Did it ever strike you funny that Jesus talked so much about money; in fact, He talked about money more than He talked about heaven and hell—combined? Ever wonder why the subject of His parables concerned finances more than any other topic?
He must have thought that it was pretty important.
Yet why is it that there is little to no preaching, teaching or even talking about finances inside of church? When was the last time you heard your pastor preach on tithing or stewardship? Why is money such an uncomfortable (almost taboo!) subject to speak of around other believers?
Why the disconnect?
During a month-long mission trip to India I learned a valuable lesson that left an indelible mark on my life. I learned that if I was not careful, the things I own could very easily own me. It reminds me of a story of a 4-year-old girl who dropped a penny into her mother’s very expensive China vase worth several thousand dollars. She reached in to get her penny, but after much struggle and pain she unable to get her hand back out of the vase. After several hours of trying to budge the her daughter’s hand, the mother felt the only possible solution was to break the valuable vase to get the little girl’s hand free.

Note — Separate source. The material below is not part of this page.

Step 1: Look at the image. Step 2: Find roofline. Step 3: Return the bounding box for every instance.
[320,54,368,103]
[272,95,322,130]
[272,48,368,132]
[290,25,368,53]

After the vase was reluctantly broken, the mother noticed the girl’s hand still clenched in a fist around the penny. The mother realized that if only the little girl had let go of the penny in the vase and straightened her fingers her hand would have easily been freed from the vase! But so many times this is a story of me … and I am sure I am not alone.
Here are a few basic, foundational principles that I’ve learned about dealing with God’s money—the very principles that Jesus desired for his followers to understand.
1. Every cent we have belongs to God, not to us. Before we can understand anything about biblical financial principles we must understand this first. If every part of us is surrendered to Christ and His will then so are our wallets. God has entrusted to us to be good stewards, not owners. There are two parts to handling money: God’s and ours. God’s part is his ownership and his provision. Our concern is our stewardship and our obedience to God’s ownership. It takes a tremendous amount of faith to live this out, especially in our finances.
2. The goal of being good stewards of God’s money is ultimately to bring Him glory. There is a great potential to use our earthly “stuff” to affect the Kingdom for eternity. Read the last two sentences again and let it sink in. I lose this perspective often…but if I remember that God’s intention is for our lives—including our money—to bring him ultimate glory and honor then I will be more open to being generous with the things I have been blessed with. We have a great opportunity and potential for the kingdom!
3. “What is my motive?” God looks at our attitude toward money, not our quantity. Some people think that having a great amount of wealth is sinful and wrong. However, nowhere in Scripture will you find God condemning those who have a large amount of money or possessions. He condemns those whose attitudes about money are wrong, arrogant, dishonest, deceptive and greedy. (Job was called the richest man in the world and yet God called him “blameless and upright”). It’s always a matter of the heart with God. Our finances are no exception.
4. How we use our money will reflect the true intentions of our heart. Take a look at your checkbook or your next bank statement. Notice where you have spent your money in the last month or two? That’s where your heart is. (“Where you treasure, there your heart will be also.”) There is an important connection between the location of our possessions and the eventual location of our souls. Kinda scary, isn’t it?
5. If our possessions belong to God we will be motivated to act with great integrity. God does not honor dishonesty and deception. If we truly understand that what we have is not ours it will motivate us to a life of deep integrity in dealing with our finances.
Here are some sober thoughts about giving: God does not need our money and His work will continue to go on, regardless of whether or not we give. And He may choose to use someone else if we are disobedient in our giving.
Not until the last few years have I realized how I handle my money is not a financial matter as much as it is a spiritual matter. I began to understand that bringing tithes and offerings before the Lord was a form of worship. It wasn’t my weekly time to feel guilty and divinely bullied into giving up my hard-earned money while the basket was being passed down my row. It was a time to joyfully give—and experience freedom, not anxiety. For the first time, I began to understand that how I handle my money is not merely an earthly aspect, but in fact, much more, it is an eternal aspect. And I grasped that the Lord was pleased with me when I handled my finances wisely and discerningly.